- Throwing off people's stats - it looked like two separate people were linking to their blogs, when it was actually me twice. Sorry guys.
- Updating - It meant logging out of one account and logging into another account to add blogs to my list.
- Non-RSS blogs - I couldn't include blogs that I couldn't subscribe to. I don't have very many at all that don't have RSS (which stands for Really Simple Syndication).
Allow me to slip into geek mode for a sec. Anyone who isn't interested can go get a drink or a snack or something - this won't take long.

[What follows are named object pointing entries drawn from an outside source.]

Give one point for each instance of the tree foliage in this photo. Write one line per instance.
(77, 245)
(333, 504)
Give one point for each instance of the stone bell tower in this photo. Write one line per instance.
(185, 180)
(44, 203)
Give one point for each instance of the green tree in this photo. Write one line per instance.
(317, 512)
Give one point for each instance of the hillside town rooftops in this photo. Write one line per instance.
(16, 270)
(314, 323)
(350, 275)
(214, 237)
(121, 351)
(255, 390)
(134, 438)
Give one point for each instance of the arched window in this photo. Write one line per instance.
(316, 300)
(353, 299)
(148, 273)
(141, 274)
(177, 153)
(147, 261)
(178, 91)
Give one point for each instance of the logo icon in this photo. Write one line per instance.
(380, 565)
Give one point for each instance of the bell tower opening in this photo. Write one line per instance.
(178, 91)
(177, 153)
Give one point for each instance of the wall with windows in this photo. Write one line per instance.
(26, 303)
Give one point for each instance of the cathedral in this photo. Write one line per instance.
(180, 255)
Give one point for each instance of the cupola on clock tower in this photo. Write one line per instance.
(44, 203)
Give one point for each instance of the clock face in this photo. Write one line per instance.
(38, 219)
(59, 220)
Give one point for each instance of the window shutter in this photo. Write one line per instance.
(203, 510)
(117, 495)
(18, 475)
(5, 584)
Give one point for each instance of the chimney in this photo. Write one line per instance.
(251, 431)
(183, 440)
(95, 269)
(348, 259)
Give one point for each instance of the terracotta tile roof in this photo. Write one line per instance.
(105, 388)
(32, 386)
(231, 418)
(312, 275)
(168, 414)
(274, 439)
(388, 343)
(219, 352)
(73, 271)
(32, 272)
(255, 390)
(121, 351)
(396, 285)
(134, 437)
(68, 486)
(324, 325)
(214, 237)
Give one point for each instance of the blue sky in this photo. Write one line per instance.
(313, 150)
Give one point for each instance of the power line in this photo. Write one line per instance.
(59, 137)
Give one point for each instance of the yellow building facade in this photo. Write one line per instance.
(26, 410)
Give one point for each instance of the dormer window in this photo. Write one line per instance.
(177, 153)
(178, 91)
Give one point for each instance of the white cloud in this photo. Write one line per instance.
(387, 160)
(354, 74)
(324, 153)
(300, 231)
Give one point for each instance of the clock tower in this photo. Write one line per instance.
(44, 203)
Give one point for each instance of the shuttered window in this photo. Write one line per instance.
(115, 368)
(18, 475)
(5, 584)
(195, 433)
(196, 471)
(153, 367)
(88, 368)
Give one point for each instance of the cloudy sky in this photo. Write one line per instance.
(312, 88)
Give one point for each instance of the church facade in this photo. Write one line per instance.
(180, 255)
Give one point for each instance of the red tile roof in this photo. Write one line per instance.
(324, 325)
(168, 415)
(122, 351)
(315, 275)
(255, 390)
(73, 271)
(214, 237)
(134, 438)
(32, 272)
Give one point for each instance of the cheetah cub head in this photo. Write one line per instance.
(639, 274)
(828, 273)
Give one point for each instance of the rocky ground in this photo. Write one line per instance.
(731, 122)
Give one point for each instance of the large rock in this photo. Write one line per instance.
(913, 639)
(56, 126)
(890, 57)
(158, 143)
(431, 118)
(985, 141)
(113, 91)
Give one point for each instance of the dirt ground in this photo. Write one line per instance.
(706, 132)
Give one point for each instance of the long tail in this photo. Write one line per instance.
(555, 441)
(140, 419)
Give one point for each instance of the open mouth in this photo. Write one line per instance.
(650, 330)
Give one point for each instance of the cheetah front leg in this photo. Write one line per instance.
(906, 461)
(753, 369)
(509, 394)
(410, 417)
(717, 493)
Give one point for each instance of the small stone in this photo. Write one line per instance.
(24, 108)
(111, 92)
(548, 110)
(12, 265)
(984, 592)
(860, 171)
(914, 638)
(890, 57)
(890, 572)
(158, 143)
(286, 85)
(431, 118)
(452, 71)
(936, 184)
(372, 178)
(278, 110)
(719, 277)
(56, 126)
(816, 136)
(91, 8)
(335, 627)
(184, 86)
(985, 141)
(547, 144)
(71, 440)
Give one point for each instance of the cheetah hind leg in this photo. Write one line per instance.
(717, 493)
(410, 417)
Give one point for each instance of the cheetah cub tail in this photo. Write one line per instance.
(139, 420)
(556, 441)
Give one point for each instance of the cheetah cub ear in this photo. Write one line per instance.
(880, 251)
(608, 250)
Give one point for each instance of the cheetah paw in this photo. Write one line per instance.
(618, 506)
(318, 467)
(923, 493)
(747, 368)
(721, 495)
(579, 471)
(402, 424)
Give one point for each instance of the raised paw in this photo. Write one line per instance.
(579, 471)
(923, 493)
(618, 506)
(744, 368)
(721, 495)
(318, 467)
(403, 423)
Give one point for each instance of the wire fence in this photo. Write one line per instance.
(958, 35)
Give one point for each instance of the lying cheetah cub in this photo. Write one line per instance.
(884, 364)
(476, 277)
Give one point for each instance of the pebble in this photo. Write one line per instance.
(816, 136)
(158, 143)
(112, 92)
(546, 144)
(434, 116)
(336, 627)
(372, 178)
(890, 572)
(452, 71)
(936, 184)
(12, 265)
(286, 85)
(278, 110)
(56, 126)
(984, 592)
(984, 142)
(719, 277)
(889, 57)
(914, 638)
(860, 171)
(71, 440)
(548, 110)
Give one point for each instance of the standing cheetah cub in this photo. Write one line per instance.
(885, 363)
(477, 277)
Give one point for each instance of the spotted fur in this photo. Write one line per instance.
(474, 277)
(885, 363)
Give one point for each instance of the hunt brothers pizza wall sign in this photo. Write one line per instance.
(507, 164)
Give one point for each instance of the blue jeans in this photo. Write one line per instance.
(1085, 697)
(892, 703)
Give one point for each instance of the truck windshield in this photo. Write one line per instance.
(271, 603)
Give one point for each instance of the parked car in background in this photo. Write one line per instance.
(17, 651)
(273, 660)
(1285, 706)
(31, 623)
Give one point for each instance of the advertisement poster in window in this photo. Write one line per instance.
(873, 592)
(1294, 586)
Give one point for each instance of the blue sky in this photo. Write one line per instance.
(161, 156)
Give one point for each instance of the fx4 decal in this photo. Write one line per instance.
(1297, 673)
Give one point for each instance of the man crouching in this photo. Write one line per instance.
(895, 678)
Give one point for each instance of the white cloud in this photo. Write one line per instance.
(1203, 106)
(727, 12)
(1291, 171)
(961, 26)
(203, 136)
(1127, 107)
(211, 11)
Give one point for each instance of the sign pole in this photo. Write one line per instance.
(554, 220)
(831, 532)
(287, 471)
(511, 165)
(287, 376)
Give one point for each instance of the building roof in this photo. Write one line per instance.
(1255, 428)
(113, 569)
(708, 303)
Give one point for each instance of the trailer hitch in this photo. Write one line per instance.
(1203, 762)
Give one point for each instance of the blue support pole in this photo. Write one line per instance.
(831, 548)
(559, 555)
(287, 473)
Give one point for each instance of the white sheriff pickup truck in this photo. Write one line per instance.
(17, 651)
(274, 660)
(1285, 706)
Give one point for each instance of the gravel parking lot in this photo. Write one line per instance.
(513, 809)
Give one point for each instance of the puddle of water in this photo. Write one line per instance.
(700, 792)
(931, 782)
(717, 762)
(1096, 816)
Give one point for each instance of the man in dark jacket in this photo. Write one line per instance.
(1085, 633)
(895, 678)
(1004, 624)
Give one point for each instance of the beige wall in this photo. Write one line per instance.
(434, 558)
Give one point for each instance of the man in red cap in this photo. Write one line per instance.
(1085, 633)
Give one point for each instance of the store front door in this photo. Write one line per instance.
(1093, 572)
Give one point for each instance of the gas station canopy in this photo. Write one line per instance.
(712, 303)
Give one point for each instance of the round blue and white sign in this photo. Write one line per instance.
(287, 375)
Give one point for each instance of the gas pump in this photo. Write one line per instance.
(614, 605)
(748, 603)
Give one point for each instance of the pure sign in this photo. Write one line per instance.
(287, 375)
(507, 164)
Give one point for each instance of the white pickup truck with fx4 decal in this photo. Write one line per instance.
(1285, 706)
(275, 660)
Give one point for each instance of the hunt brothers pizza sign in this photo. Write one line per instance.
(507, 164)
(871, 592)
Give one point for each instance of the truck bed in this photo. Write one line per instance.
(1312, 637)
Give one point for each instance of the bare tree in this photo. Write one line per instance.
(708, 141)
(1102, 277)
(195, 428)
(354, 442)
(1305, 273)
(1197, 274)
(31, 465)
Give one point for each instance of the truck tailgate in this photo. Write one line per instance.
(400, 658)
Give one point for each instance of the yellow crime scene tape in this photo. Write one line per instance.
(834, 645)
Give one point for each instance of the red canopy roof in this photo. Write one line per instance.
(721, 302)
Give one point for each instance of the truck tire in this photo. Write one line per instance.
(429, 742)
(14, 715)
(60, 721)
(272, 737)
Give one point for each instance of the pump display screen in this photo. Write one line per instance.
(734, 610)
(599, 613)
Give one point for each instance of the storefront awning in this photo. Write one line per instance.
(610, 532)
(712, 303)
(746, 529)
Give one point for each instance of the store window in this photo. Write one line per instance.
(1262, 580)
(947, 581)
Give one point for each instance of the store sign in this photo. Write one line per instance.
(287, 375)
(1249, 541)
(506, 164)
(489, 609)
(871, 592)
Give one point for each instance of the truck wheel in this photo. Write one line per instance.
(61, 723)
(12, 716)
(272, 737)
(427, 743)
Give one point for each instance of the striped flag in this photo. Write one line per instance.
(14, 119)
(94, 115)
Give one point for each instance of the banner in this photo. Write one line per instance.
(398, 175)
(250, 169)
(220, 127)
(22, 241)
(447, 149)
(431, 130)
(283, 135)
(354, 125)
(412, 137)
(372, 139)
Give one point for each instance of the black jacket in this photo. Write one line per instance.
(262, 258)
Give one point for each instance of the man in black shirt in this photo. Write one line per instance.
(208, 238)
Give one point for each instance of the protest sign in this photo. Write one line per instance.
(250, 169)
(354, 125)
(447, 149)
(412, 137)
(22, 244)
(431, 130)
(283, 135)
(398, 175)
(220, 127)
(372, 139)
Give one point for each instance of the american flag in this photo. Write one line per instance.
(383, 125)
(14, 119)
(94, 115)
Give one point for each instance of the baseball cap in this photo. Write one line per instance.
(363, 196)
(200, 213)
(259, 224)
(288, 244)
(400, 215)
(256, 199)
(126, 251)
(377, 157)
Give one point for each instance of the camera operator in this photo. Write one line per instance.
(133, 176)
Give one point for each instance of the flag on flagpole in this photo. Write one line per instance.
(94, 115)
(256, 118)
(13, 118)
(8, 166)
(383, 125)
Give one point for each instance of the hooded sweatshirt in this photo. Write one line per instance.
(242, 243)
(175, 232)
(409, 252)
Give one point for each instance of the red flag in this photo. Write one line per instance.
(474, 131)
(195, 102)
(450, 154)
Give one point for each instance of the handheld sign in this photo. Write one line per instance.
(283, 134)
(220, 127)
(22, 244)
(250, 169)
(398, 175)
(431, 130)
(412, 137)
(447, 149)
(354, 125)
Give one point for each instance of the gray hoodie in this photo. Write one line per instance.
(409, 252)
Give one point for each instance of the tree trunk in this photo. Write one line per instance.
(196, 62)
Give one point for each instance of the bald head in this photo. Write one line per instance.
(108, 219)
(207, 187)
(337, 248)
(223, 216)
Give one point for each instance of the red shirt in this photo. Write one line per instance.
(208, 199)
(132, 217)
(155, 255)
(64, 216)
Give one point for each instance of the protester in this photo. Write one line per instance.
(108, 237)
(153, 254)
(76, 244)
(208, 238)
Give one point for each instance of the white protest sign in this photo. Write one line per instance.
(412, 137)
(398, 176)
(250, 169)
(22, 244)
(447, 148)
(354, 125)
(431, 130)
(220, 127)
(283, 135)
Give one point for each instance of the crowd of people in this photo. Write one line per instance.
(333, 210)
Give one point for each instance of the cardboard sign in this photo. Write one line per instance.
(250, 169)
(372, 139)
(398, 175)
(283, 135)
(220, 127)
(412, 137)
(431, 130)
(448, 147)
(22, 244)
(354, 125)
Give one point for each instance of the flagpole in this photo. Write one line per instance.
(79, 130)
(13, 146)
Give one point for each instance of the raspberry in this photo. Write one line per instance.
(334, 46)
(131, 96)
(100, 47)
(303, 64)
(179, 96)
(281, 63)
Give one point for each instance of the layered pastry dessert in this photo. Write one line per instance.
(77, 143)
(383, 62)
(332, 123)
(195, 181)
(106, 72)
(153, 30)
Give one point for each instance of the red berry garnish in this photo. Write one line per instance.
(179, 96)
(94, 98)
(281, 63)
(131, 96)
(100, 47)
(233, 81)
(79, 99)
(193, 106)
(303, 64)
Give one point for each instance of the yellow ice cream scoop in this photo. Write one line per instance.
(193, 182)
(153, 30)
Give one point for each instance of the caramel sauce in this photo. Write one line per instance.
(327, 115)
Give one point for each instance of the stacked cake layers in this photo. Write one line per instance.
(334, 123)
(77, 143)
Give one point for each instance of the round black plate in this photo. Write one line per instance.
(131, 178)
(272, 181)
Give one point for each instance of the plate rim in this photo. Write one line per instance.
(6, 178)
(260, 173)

The Blogger template that I'm using as the basis for this uses CSS, which stands for Cascading Style Sheet. It's a way of formatting everything, from background colour to underline style, in one place. For example, if I were using plain HTML and wanted all the section headers to be a different font, colour and/or size than the rest of the font on the page, I would have to tell it the font, colour, and/or size every time I wanted to add a header. With CSS, I can tell it that whenever I use header tags, I want them to be a certain font, colour, and size. It saves room in the body of the source code, because all the formatting info is in one spot. It also guarantees that if you change the formatting for, say, underlining, it's changed everywhere, and not just in the places you remembered to tell it be dotted as opposed to solid.
You're back already? No, this won't take much longer - can you go change the CD? Thanks.
Anyways. The nice thing about CSS is that, since it's all together and in one place, it can be stored in a separate file and linked to in the source code. Which is what I did. The file for the CSS for this page is stored off-site, which freed up some screen-space. (It doesn't take up actual memory. But since the code was quite long, I had to scroll through a massive amount of stuff to get to where I wanted to edit anything - which was usually the Reading section.)
So now I have more screen-space to play with. Which is why I decided to change how I linked to other blogs and web sites. (Okay, you can come back now. I'm out of geek mode.)
(And to the real geeks reading this - leave me comments if I've FUBAR'd the explanations in any way, shape, or form.)
Now the links are right there on the page. Yes, it's a lot longer than the snippet of javascript which Bloglines gives you for your blogroll, and updating it means poking at the raw code with a stick, and it takes up a load of space. However, the benefit for me is that it's easier to add blogs and such that don't have RSS-feeds, and it gets rid of the little advert at the end of each of the lists. (Bloglines is useful, and I love it, don't get me wrong!)
The benefit for the people whose sites I've linked to is that if they search for sites that link back to their sites, mine will show up. So that's one more person linking to them and giving them notoriety, and the fame and fortune and everything that goes with it.
As to the links themselves...
- You'll notice there are a boatload more than there were. Pre-tinkering: 47. Post-tinkering: 73.
- "Commenting on Things" is the closest thing I have to a "Miscellaneous" category. Some of them are media/political commentaries, while others, like Boing Boing and J-Walk, are more generalists.
- "Secret Masters of the Universe" are librarian and library-related blogs. It's based on a line in a Spider Robinson novel where he refers to librarians as being "secret masters of the world." But I like "universe" better. So there. This is also the section I should work on breaking down somehow.
- "If You Can't Stand the Heat" is cooking/food blogs.
- I have a list of blogs written and maintained by women, but not one for men. The problem is that I don't have that many blogs written by men that didn't fit into another category. I think the only strays are Ironpants, Postcards from the Reg, When Crustaceans Attack!, and Wil Wheaton. Hmm... two of them are Antipodean, so maybe I'll group the other ANZACs together and call it "I Come From a Blog Down Under." I'll think of something.
- The assigning of blogs to one category as opposed to another was completely arbitrary. So, while Chicklit could be in either the Canadian or Literati groups, I put it where I did because the contributors are international, and the literature they profile usually has something to do with women's studies.